The River Part of Campbell River


The Falls of Elk Falls

My full time, temporary job ended which is depressing because I really, really liked that job and now I am a little at loose ends, but at least, finally! we could go camping. Step and I usually go camping in spring, before school is out, and after Labour Day, when school is back in, and other than taking everything we need including water and fuel, we don’t do a lot of planning, which was also our method this time, which turns out to be not the best method for when school is out. We wanted to go somewhere around the river of Campbell River, so first we tried a provincial park near the city of Campbell River called Elk Falls, and while it was beautiful in the same way all the provincial parks are, it was super crowded and the attendant was a little cranky (I guess she was overwhelmed?). All the really good sites were taken so we decided to soldier on. There are a lot of recreational sites  along the river so we tried some. You have to go down long, dirt logging roads to get to them. The first one we tried was Miller Creek, which has, I think, 14 sites, 13 of which were occupied and they were all really close together with no trees or anything in between. That is my least favourite campsite!


Many People Enjoy Campbell River

We left there instead of snagging the remaining spot and debated on whether to drive all the way to where the turnoff to Gold River and the next provincial park is, and decided to at least go in that direction. The highway, while in very good condition, is really windy (windy, not windy) and people tend to speed down it, and we saw the aftermath of a horrible accident, with a turned over car, and police everywhere and numbered markers showing the skids. That was very disturbing and a cautionary tale. I have traveled down that road many times for my ex-temporary, full time job and I often sped, but I won’t again.


Q: What Does a Woman Have to Do to Get a Camp Site Like This One?

We noticed BC Hydro had a recreational site at the Strathcona dam and checked that out. The dam is between upper Campbell Lake and Lower Campbell lake. It  was down a dirt road not well marked and after crossing the dam halfway we could see the camp sites below on Lower Campbell Lake but couldn’t figure out how to get to them.  We had seen a Mo-Ho going down a certain road so we turned around and tried that. The road was super bumpy at it went on and on, but we could see the Mo-Ho ahead of us so we plugged along. I started to complain to Step that we had gone way further than the campsite we had seen from the dam, and eventually we found a spot to turn around and back track. Another car approached. I said “Let’s ask this guy. He must know about this place”, but Step was driving and instead of asking the guy questions he just waved and went past him. Then I was quite upset! We had missed out chance for information and the bumpy road was giving me a headache and we wouldn’t find a camping spot before dark! We headed back to the highway, but the mystery of the Strathcona Dam Recreational site vexed us. How the hell did those campers get down there? I brilliantly (if belatedly) consulted a book we keep in the back of the van called “Camp Free in BC“. It instructed we were to go down the Strathcona Dam Road and, tada!, there is the camp site. Step noted that the campsite had river on both sides, so maybe you have to cross the dam and approach it from the other side? And that was the solution and we came to the sites.

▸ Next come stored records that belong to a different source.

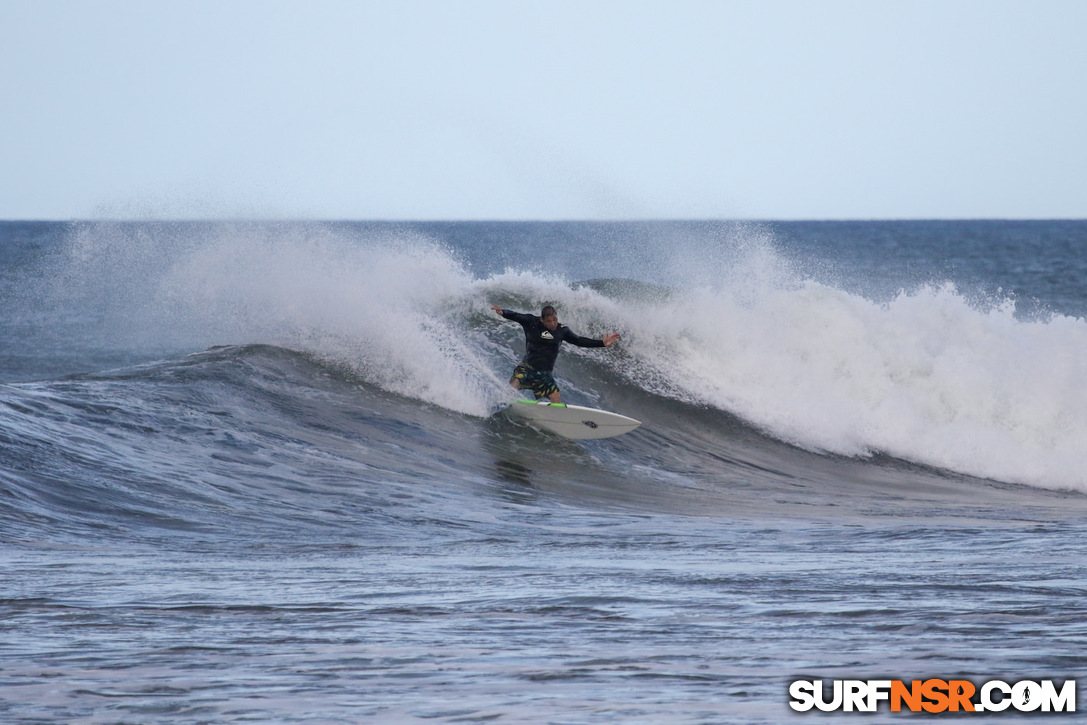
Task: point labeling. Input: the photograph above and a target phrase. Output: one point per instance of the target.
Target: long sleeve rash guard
(541, 345)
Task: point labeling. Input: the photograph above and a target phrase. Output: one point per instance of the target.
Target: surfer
(544, 335)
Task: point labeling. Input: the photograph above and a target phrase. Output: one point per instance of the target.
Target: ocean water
(249, 472)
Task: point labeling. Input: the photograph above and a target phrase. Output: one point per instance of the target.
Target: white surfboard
(573, 422)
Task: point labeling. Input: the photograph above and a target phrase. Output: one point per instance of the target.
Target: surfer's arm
(588, 341)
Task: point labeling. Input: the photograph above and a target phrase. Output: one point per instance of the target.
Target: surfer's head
(549, 317)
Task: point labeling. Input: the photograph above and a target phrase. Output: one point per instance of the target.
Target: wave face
(250, 471)
(719, 317)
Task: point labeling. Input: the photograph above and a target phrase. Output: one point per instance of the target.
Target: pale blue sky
(423, 110)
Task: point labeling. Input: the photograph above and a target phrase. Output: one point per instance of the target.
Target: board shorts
(538, 380)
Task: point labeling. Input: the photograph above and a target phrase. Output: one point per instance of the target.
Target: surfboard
(574, 422)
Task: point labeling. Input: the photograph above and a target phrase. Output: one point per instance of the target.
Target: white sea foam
(928, 376)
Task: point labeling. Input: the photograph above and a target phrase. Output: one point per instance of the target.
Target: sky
(517, 110)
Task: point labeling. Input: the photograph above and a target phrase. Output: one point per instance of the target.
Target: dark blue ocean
(249, 472)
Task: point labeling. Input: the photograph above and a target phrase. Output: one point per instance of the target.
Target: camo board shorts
(538, 380)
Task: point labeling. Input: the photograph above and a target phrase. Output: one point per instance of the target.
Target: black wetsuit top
(541, 345)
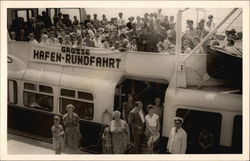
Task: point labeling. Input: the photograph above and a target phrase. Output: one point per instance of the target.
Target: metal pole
(120, 97)
(178, 42)
(210, 34)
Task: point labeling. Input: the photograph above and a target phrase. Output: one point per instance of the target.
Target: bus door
(200, 123)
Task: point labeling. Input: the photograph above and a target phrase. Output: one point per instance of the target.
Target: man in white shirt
(210, 23)
(136, 121)
(121, 21)
(32, 39)
(177, 142)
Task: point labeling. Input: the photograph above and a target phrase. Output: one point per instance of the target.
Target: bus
(43, 79)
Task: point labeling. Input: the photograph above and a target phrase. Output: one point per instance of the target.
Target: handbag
(129, 149)
(155, 137)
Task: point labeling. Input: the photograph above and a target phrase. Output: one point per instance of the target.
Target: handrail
(204, 40)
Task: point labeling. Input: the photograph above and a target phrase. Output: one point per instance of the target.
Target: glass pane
(38, 101)
(71, 13)
(22, 14)
(84, 95)
(85, 110)
(30, 14)
(52, 14)
(30, 86)
(46, 89)
(40, 10)
(12, 92)
(68, 93)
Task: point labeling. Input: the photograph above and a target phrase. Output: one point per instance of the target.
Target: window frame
(77, 99)
(16, 91)
(37, 91)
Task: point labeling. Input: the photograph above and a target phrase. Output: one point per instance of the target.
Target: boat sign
(86, 57)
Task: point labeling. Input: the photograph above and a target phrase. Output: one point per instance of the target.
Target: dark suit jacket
(126, 108)
(136, 123)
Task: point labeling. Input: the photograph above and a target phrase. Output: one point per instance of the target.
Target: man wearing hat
(31, 38)
(210, 23)
(136, 121)
(121, 21)
(177, 142)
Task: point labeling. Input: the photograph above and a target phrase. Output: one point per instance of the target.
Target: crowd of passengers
(154, 32)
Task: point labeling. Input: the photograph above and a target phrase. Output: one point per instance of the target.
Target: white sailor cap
(178, 119)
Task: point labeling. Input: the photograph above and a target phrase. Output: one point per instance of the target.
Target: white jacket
(177, 142)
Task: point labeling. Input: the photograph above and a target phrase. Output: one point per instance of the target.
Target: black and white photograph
(105, 80)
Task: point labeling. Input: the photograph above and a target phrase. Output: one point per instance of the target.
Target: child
(107, 141)
(57, 132)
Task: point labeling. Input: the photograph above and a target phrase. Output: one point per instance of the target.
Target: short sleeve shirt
(152, 121)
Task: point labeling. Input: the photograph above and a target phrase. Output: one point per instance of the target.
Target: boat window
(45, 89)
(33, 99)
(23, 14)
(237, 134)
(196, 121)
(71, 12)
(38, 101)
(85, 110)
(84, 95)
(12, 92)
(40, 10)
(68, 93)
(30, 86)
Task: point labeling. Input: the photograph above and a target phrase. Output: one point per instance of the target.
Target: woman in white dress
(152, 128)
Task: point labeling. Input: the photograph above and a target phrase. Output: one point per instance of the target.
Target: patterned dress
(57, 132)
(72, 134)
(120, 136)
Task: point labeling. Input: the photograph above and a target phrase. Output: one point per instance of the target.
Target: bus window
(85, 110)
(12, 92)
(23, 14)
(45, 89)
(40, 10)
(197, 121)
(33, 99)
(68, 93)
(71, 12)
(84, 95)
(52, 14)
(237, 134)
(84, 105)
(30, 86)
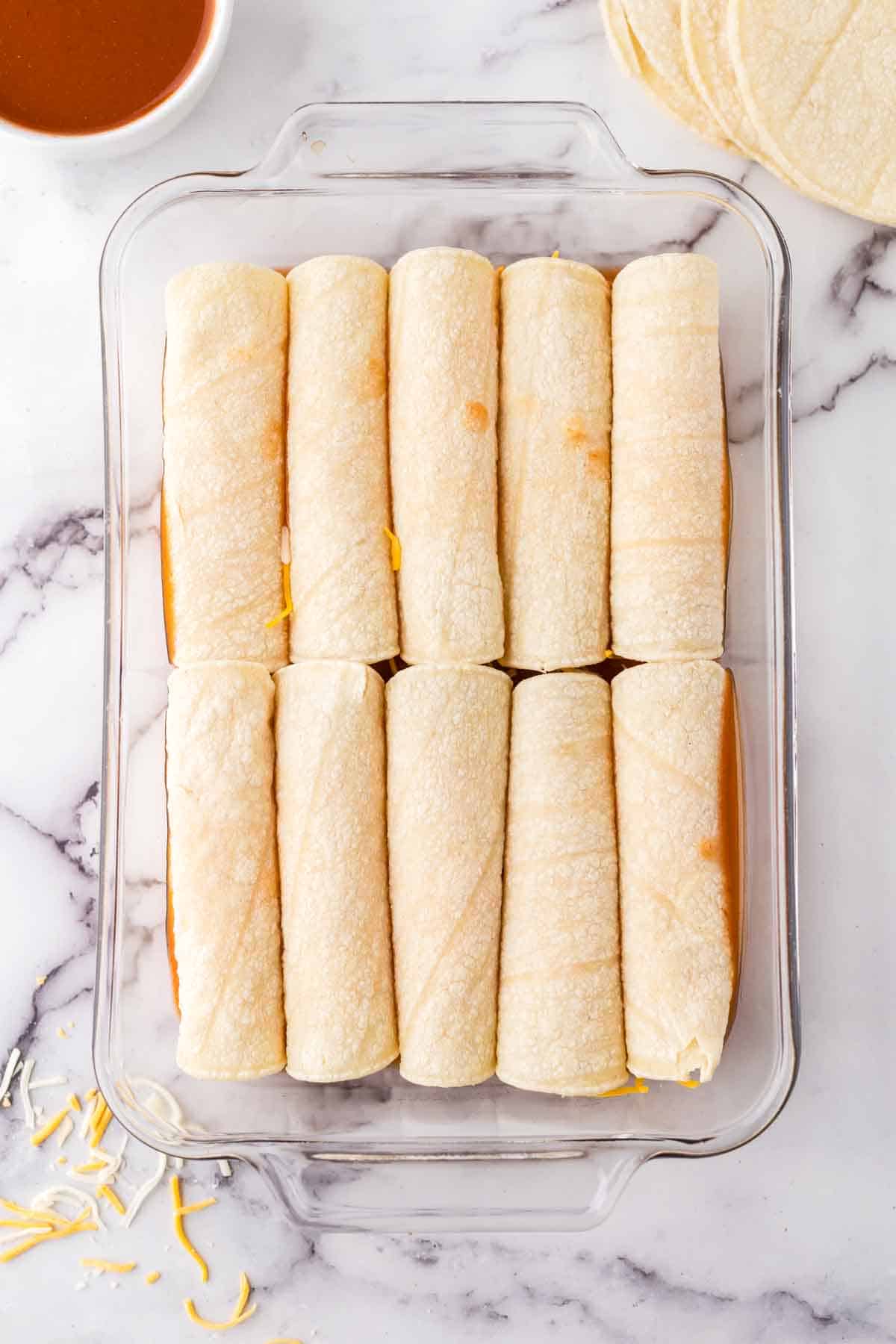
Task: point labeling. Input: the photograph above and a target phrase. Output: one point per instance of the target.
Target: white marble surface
(786, 1241)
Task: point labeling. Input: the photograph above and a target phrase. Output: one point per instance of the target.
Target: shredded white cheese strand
(13, 1063)
(146, 1191)
(25, 1090)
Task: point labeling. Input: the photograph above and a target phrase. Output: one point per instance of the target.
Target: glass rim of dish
(294, 166)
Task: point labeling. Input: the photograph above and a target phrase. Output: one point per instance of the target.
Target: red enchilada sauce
(77, 66)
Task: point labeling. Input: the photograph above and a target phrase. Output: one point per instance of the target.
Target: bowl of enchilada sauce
(105, 74)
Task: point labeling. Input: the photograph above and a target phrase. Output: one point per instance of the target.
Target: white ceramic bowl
(151, 125)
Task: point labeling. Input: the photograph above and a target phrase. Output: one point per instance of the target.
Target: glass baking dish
(508, 181)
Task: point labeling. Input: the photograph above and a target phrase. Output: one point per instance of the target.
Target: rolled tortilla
(339, 511)
(561, 992)
(671, 491)
(679, 871)
(331, 824)
(442, 453)
(222, 870)
(448, 759)
(554, 463)
(223, 505)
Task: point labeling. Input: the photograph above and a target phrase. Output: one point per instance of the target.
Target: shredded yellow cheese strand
(46, 1130)
(180, 1233)
(245, 1289)
(45, 1216)
(108, 1194)
(395, 550)
(101, 1127)
(28, 1225)
(637, 1086)
(287, 601)
(109, 1266)
(240, 1310)
(78, 1226)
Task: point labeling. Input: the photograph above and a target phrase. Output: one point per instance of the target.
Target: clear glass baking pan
(509, 181)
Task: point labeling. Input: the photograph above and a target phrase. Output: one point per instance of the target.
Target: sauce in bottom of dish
(80, 66)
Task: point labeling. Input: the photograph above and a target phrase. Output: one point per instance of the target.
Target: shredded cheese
(240, 1315)
(13, 1063)
(43, 1225)
(101, 1125)
(111, 1266)
(146, 1191)
(46, 1130)
(109, 1195)
(637, 1086)
(395, 550)
(65, 1130)
(25, 1092)
(180, 1231)
(287, 601)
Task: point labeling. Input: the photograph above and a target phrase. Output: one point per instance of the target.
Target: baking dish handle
(496, 143)
(563, 1189)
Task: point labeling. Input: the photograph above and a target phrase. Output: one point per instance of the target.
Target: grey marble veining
(785, 1242)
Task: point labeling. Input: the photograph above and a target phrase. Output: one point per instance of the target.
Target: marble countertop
(788, 1239)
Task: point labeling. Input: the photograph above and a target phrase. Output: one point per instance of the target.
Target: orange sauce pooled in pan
(78, 66)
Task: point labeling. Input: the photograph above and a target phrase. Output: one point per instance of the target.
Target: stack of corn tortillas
(806, 87)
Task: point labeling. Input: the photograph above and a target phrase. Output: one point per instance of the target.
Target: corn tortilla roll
(339, 508)
(669, 514)
(448, 759)
(554, 463)
(561, 991)
(442, 453)
(223, 504)
(222, 870)
(331, 823)
(679, 871)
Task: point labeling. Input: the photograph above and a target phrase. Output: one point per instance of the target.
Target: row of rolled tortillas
(496, 455)
(803, 87)
(505, 947)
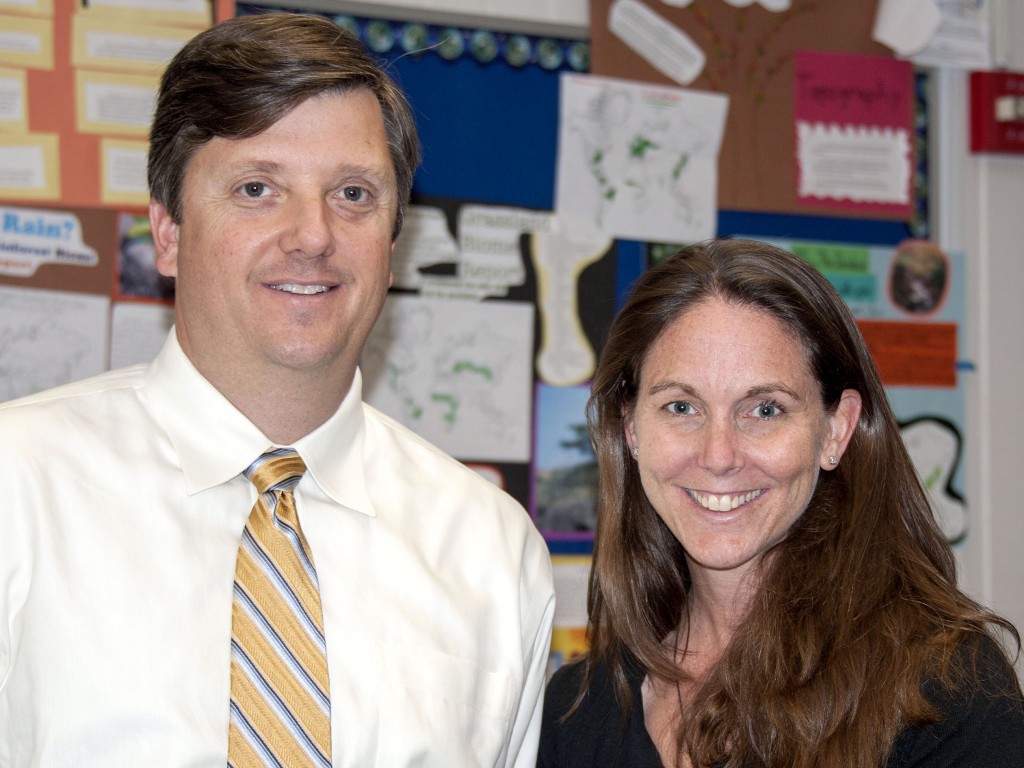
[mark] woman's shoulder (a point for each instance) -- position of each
(981, 716)
(598, 733)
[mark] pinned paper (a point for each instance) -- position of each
(906, 26)
(664, 45)
(30, 239)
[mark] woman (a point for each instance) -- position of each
(769, 585)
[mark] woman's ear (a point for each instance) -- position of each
(629, 428)
(842, 425)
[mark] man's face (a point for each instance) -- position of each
(283, 254)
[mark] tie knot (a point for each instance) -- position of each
(275, 470)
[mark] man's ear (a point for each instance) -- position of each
(165, 239)
(843, 423)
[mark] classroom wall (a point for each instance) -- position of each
(980, 212)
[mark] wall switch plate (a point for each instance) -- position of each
(997, 112)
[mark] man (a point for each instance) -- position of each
(280, 166)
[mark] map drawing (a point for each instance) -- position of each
(48, 338)
(639, 162)
(458, 373)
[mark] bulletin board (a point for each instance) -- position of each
(487, 116)
(496, 318)
(750, 56)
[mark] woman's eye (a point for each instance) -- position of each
(254, 188)
(768, 411)
(680, 408)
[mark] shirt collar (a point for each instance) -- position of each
(215, 442)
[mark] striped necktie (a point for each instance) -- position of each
(281, 709)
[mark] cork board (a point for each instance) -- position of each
(750, 56)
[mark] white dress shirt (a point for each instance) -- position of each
(123, 505)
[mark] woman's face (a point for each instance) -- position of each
(731, 433)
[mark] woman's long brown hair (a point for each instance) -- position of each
(857, 605)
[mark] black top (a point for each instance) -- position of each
(986, 731)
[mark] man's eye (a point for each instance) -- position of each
(680, 408)
(254, 189)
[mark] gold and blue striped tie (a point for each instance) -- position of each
(281, 707)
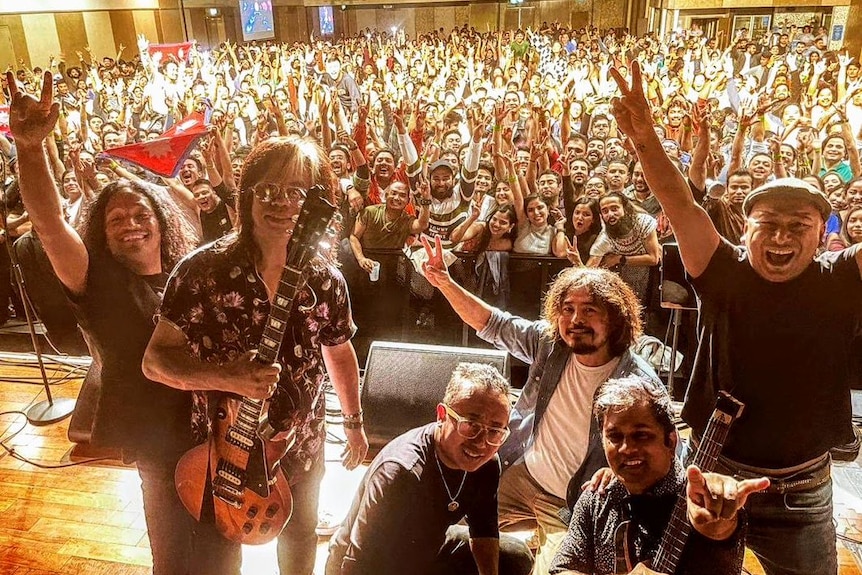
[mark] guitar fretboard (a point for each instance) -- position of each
(676, 533)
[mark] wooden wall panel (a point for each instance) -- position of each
(100, 35)
(145, 23)
(19, 41)
(170, 26)
(42, 39)
(483, 17)
(72, 33)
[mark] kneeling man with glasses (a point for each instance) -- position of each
(405, 515)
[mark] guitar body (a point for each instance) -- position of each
(250, 508)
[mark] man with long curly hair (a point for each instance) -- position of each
(591, 318)
(212, 319)
(113, 272)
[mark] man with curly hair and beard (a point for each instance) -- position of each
(113, 271)
(590, 319)
(628, 242)
(212, 319)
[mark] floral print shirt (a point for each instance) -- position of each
(218, 300)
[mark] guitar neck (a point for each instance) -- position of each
(276, 324)
(248, 418)
(678, 528)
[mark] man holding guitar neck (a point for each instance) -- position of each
(775, 325)
(212, 318)
(639, 440)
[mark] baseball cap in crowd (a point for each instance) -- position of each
(715, 188)
(789, 188)
(441, 164)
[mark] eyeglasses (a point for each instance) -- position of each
(267, 192)
(469, 429)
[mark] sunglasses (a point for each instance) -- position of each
(268, 192)
(470, 429)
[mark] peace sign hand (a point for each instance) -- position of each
(31, 120)
(632, 111)
(434, 269)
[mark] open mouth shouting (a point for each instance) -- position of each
(779, 257)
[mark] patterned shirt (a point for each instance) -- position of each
(632, 244)
(590, 544)
(218, 300)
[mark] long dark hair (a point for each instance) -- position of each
(485, 238)
(609, 291)
(178, 237)
(593, 205)
(288, 153)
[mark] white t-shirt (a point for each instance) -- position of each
(564, 432)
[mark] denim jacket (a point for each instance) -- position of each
(547, 359)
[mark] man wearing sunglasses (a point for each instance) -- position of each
(213, 315)
(591, 317)
(405, 515)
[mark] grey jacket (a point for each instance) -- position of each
(547, 359)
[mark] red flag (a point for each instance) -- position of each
(164, 155)
(4, 120)
(179, 51)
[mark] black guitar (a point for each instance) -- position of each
(727, 410)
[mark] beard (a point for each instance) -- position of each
(622, 228)
(584, 342)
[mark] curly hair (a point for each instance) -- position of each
(608, 291)
(178, 236)
(297, 154)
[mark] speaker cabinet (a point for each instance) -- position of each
(676, 291)
(404, 382)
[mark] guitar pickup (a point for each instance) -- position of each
(229, 475)
(239, 439)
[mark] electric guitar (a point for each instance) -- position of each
(666, 560)
(241, 462)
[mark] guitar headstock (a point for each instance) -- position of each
(727, 407)
(311, 226)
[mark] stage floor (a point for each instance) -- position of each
(88, 519)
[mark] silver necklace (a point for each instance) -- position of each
(453, 505)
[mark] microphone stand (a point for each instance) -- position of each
(50, 410)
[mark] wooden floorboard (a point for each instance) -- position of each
(89, 520)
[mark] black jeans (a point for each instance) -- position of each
(169, 526)
(456, 558)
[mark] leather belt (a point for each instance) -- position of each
(802, 480)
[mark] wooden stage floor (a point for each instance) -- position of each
(88, 519)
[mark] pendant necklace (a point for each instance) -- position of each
(453, 505)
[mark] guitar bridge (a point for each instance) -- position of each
(229, 483)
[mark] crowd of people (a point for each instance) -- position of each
(591, 147)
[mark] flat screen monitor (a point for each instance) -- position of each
(327, 21)
(256, 19)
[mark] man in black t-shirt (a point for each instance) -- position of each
(404, 516)
(775, 326)
(217, 217)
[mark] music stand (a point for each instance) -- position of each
(50, 410)
(677, 295)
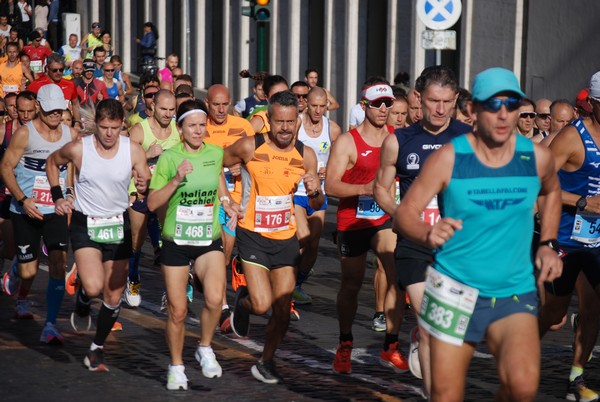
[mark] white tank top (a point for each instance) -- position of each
(101, 188)
(321, 145)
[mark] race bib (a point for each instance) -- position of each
(272, 213)
(447, 307)
(367, 208)
(36, 66)
(10, 88)
(41, 191)
(193, 225)
(586, 228)
(229, 179)
(106, 230)
(431, 214)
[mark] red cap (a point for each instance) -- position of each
(582, 102)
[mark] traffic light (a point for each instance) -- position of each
(259, 10)
(262, 10)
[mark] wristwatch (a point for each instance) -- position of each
(552, 243)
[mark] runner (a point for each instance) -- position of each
(488, 183)
(99, 231)
(362, 225)
(273, 165)
(32, 208)
(318, 133)
(155, 134)
(189, 179)
(403, 156)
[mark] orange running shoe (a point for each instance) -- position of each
(342, 363)
(394, 359)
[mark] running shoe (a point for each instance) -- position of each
(300, 297)
(208, 361)
(379, 322)
(23, 310)
(240, 317)
(71, 280)
(11, 281)
(94, 360)
(578, 391)
(51, 336)
(342, 363)
(294, 314)
(81, 320)
(225, 321)
(266, 372)
(394, 359)
(176, 379)
(132, 294)
(164, 303)
(414, 364)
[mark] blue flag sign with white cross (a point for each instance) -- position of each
(439, 14)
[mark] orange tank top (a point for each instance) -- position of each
(269, 182)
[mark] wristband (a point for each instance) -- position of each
(316, 194)
(56, 192)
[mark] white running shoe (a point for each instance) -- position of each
(207, 359)
(176, 378)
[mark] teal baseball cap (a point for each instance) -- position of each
(493, 81)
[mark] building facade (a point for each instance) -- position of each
(545, 42)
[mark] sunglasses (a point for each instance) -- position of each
(376, 104)
(495, 104)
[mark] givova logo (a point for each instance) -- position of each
(498, 204)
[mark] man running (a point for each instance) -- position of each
(99, 231)
(482, 283)
(273, 165)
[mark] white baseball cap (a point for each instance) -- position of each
(51, 97)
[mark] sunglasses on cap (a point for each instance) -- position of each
(495, 104)
(377, 103)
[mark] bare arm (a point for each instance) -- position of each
(550, 204)
(343, 157)
(386, 175)
(311, 179)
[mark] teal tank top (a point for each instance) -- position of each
(492, 252)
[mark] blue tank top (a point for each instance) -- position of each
(416, 145)
(583, 182)
(492, 252)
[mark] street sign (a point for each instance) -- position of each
(439, 14)
(438, 40)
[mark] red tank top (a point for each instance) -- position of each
(363, 171)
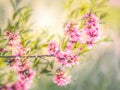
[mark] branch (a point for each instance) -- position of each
(31, 56)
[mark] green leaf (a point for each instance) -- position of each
(13, 4)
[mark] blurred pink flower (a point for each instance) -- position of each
(61, 79)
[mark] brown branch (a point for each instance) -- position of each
(31, 56)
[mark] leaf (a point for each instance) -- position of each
(13, 4)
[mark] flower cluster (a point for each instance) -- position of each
(21, 66)
(86, 36)
(61, 78)
(91, 28)
(15, 44)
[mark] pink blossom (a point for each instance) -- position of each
(73, 32)
(91, 28)
(61, 79)
(66, 58)
(52, 47)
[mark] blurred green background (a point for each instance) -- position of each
(100, 69)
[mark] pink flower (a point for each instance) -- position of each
(91, 28)
(66, 58)
(73, 32)
(61, 79)
(52, 47)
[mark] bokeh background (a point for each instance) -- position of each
(100, 69)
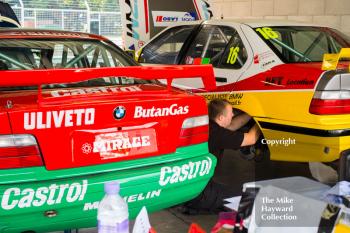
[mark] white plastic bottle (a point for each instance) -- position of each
(112, 214)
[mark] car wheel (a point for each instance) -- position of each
(323, 172)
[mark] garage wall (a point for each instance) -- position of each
(335, 13)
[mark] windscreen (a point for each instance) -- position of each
(302, 43)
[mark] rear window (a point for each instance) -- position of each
(165, 48)
(302, 43)
(31, 54)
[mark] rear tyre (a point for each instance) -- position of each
(323, 172)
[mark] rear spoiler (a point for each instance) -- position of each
(41, 77)
(331, 60)
(8, 17)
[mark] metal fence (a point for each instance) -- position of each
(105, 23)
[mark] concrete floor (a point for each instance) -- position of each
(235, 171)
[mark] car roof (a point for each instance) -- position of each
(42, 33)
(260, 22)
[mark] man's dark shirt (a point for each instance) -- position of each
(221, 138)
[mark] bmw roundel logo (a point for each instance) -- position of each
(119, 112)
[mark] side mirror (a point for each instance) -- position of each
(131, 53)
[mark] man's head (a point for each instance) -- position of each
(220, 111)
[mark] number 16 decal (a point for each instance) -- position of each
(267, 33)
(232, 56)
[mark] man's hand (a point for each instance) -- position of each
(239, 121)
(252, 136)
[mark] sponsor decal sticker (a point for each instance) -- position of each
(273, 81)
(119, 112)
(173, 110)
(129, 199)
(58, 119)
(93, 90)
(189, 171)
(234, 98)
(120, 144)
(166, 18)
(51, 195)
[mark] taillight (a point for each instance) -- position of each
(332, 94)
(330, 102)
(194, 131)
(18, 151)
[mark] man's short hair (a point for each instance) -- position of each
(216, 107)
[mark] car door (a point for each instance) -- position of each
(223, 47)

Step at Our Private Little Beach

Maybe half of them were occupied and some were in full view of the massive industrial complex that is the dam, but right at the end we found a magical one, easily the best site of them all, and miraculously unoccupied. Step suddenly realized he had forgotten to bring the hammock! I reminded him we used to enjoy camping even before we got the hammock. From then on, nothing bad happened on our camping trip. The sky cleared of clouds and we could see the milky way. We woke up on a shady waterfront site next to a beautiful, clear turquoise lake, with a fire pit and picnic table, and it was free! You couldn’t even see the dam from there and you had to really turn your neck to see any power lines. It was very relaxing and the water was not too cold. We had a little private beach with a sharp underwater drop off and that was perfect for swimming. Yes, some geese came into our campsite while we were out for a walk and they poohed everywhere, but we flicked that shit away with a stick, so that doesn’t count as bad, it only counts as “not perfect”.


A: Look For It.

After a couple of nights we had to leave and we visited the Elk Falls suspension bridge on the way home. This is a new bridge that the Campbell River Rotary Club envisioned and helped build, with a bunch of other people, to promote tourism and show off the falls. When you walk there you have to go through some hydro construction and there is a little bridge spanning some penstocks, which some people might find confusing as the bridge. Expectation vs. reality! Keep walking, people! The falls themselves are quite majestic, and the suspension bridge is sturdy, but those suspension bridges are always nerve wracking.


This Can’t Be It


This is It.

For lunch, Step got to go to the Ideal Cafe for the first time, and we ran into our friend Dave there. How ideal!


The Cafe Where Friends Meet Friends.